Я держался до самого конца поездки, но из-за Рембрандта у меня чуть не случится кризис веры. Я мог бы расстроиться и из-за Давида, но это ведь… Микеланджело. Эбби все понимала, поэтому приберегла Рембрандта на сладкое. Я уходил от картины с глубинным желанием изображать человеческую натуру как она есть, в ее несовершенстве и нечистоте.
Эбби похлопала меня по плечу.
— Почему он так для нас важен?
— Люди, которых он рисовал… не позировали. Они сидели неподвижно, да, и тем не менее двигались. Они жили.
Мне захотелось уйти. Сдаться. Сжечь все свои картины. Эбби кивнула.
— Таково человеческое величие. Которое было, есть и будет.
Я видел то, что сделал Рембрандт, и понимал, что мне такое не под силу. Эбби обняла меня:
— Перестань. Он всего лишь человек. Ты тоже способен на это.
— Ты с ума сошла.
— Ты это уже делаешь.
— Но… он Рембрандт.
— А ты Досс.
— Ты ненормальная.
— Нет. — Эбби покачала головой. — Просто я верю.
Наша поездка имела для меня огромное значение. Эбби как будто знала все мои недочеты. Пробелы. Чтобы заполнить их, она выбрала правильный маршрут и показала именно те шедевры, которые мне нужно было видеть. Она инстинктивно чувствовала, что я должен усвоить, дабы стать настоящим художником. Художником, каким я мог сделаться, по ее мнению.
Помню, как я уходил из зала, где стоял Давид. Мы миновали созданные Микеланджело фризы. Всего лишь огромные гранитные глыбы с телами полулюдей, вырастающих из камня. Они как будто рвались на свободу. Когда я мысленно вернулся по этому коридору, то понял, что Эбби сделала все это ради меня.
Она привела меня к своей реке, и я пил большими глотками.
Мы вернулись домой, и я снова убедился, что Эбби сделала мне подарок, еще не оцененный мной в полной мере.
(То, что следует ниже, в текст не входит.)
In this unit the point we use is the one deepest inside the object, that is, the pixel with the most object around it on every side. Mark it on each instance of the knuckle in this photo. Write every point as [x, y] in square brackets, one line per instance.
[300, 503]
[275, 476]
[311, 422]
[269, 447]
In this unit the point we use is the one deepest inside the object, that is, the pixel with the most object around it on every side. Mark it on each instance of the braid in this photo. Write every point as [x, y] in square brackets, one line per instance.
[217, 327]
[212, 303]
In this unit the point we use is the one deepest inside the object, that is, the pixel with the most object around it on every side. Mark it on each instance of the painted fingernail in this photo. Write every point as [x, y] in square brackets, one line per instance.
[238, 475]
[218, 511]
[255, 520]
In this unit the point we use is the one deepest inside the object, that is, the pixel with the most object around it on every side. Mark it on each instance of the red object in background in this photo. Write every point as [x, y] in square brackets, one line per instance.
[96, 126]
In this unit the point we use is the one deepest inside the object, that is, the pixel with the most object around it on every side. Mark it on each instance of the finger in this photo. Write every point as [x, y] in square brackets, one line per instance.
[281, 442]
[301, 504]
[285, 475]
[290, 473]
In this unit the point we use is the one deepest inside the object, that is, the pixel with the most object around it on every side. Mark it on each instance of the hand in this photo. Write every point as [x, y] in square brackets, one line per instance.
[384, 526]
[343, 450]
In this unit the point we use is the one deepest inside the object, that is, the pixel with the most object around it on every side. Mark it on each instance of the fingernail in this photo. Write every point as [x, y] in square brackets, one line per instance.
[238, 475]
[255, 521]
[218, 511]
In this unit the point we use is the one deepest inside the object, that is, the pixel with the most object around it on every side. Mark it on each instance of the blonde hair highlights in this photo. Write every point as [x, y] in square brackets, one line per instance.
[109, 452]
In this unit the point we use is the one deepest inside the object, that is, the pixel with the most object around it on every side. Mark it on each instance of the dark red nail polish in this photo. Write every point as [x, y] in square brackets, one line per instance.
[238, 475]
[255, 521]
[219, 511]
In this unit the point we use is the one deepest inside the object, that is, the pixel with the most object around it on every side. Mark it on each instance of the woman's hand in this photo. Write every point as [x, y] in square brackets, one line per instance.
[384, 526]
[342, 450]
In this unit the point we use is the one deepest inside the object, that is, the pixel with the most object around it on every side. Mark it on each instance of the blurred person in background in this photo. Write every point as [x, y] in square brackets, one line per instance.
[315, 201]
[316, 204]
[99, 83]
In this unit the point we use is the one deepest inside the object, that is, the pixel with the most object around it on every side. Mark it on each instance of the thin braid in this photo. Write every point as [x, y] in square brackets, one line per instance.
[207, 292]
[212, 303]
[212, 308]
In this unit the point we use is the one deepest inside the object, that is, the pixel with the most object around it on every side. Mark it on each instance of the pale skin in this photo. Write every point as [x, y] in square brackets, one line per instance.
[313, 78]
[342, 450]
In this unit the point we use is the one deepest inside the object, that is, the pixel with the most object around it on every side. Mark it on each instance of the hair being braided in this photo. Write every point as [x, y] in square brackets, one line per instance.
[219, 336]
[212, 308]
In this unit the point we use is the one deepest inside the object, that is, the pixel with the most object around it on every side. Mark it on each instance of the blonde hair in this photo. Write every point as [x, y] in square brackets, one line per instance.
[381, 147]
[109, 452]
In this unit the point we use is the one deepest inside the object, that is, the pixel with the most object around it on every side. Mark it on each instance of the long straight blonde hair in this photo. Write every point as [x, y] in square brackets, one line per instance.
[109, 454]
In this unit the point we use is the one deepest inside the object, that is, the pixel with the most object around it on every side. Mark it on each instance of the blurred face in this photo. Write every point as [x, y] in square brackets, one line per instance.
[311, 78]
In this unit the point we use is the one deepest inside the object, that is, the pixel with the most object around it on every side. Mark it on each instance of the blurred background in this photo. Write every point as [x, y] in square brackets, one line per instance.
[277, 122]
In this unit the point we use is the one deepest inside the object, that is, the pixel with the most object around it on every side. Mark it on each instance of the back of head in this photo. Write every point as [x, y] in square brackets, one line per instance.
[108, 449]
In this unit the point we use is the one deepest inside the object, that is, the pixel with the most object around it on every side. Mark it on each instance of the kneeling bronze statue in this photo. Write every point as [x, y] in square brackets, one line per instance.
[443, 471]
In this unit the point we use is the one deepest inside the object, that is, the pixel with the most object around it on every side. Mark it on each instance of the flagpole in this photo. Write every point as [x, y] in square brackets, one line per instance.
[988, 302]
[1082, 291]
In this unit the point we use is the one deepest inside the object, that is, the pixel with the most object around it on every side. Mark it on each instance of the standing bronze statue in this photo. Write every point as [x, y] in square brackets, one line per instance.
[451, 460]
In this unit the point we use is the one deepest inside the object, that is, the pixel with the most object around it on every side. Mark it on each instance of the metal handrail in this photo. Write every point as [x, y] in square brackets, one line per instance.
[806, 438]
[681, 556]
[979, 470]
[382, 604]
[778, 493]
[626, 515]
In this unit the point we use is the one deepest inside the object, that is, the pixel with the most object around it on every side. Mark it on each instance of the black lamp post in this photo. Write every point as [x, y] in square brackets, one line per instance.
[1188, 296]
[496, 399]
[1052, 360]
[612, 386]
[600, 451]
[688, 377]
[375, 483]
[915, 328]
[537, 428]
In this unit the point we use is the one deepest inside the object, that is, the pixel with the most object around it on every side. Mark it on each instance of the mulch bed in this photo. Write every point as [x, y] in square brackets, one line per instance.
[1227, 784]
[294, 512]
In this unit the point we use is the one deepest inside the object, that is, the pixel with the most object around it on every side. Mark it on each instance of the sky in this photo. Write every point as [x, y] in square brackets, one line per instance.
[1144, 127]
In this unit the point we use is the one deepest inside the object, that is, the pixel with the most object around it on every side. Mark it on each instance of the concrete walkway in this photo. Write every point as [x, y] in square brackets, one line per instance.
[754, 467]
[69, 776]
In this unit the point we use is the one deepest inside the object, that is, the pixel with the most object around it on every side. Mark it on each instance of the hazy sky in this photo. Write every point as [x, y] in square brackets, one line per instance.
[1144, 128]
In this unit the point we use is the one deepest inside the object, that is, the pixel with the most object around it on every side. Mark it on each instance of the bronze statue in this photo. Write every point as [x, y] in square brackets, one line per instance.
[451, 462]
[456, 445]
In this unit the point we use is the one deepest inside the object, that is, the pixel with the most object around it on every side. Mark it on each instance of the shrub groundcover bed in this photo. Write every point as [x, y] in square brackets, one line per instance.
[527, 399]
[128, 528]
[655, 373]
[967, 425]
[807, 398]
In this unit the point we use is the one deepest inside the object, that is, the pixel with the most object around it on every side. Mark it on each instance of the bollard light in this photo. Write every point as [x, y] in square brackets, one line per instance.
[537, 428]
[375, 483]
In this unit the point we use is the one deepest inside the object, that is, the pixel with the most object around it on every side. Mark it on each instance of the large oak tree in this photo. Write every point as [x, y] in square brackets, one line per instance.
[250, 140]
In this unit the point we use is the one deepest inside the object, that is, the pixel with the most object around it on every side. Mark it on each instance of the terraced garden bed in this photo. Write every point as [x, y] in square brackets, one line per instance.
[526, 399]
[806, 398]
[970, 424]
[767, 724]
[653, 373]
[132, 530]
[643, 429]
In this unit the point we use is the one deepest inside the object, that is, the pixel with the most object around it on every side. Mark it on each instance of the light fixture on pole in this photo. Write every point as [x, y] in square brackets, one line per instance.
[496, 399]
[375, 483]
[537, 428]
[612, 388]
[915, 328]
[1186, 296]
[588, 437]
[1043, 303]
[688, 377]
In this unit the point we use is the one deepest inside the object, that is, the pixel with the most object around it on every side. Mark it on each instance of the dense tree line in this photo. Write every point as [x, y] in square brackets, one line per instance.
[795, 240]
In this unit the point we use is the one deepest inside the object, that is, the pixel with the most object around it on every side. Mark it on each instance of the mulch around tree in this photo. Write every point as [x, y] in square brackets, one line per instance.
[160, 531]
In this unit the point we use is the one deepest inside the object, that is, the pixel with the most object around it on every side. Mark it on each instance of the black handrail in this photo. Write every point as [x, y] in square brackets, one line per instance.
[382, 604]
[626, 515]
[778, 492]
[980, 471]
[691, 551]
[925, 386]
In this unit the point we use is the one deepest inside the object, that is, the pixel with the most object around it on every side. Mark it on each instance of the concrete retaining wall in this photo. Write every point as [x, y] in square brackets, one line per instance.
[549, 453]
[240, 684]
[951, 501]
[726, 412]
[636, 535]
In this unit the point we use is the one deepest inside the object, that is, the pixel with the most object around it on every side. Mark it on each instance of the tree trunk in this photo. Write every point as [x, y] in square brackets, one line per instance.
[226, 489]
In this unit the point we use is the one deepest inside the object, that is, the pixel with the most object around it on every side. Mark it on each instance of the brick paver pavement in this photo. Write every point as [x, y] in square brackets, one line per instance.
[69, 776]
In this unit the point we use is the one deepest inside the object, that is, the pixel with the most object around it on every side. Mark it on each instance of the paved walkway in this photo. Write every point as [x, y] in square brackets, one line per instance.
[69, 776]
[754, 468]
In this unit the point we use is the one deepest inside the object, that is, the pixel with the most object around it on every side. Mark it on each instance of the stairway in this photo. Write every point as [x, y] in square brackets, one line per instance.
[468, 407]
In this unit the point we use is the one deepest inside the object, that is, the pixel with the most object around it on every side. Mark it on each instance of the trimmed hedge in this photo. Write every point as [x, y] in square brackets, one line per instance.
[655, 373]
Я стоял перед мольбертом и понимал, что вижу красоту в некрасивом, даже в безобразном. То, чему Эбби научилась у Розалии, теперь оформилось и созрело. Я смотрел на краски. Если раньше я видел десяток цветов, теперь их были тысячи.
Глава 24
Та же дорога, что ведет через Мониак, тянется вдоль южной границы Джорджии. У Сент-Джорджа реку пересекает Белл-Бридж — излюбленное место художников, вооруженных баллончиками с краской. Под мостом сотнями гнездятся ласточки, когда возвращаются на север после зимы, проведенной в Бразилии. Они редко останавливаются на отдых и кормятся на лету. Они шныряют над и под мостом, точно истребители, в поисках дневного пропитания, которое состоит из стрекоз, слепней и жуков. Ласточки падают к самой поверхности реки и рассекают воду клювиками.
По сравнению с Мониаком Сент-Джордж — настоящий мегаполис. Больше сотни человек живут там. Начальная школа, ресторан, бензоколонка, магазин, автомастерская, перекресток со светофором и закусочная под названием «Сарай».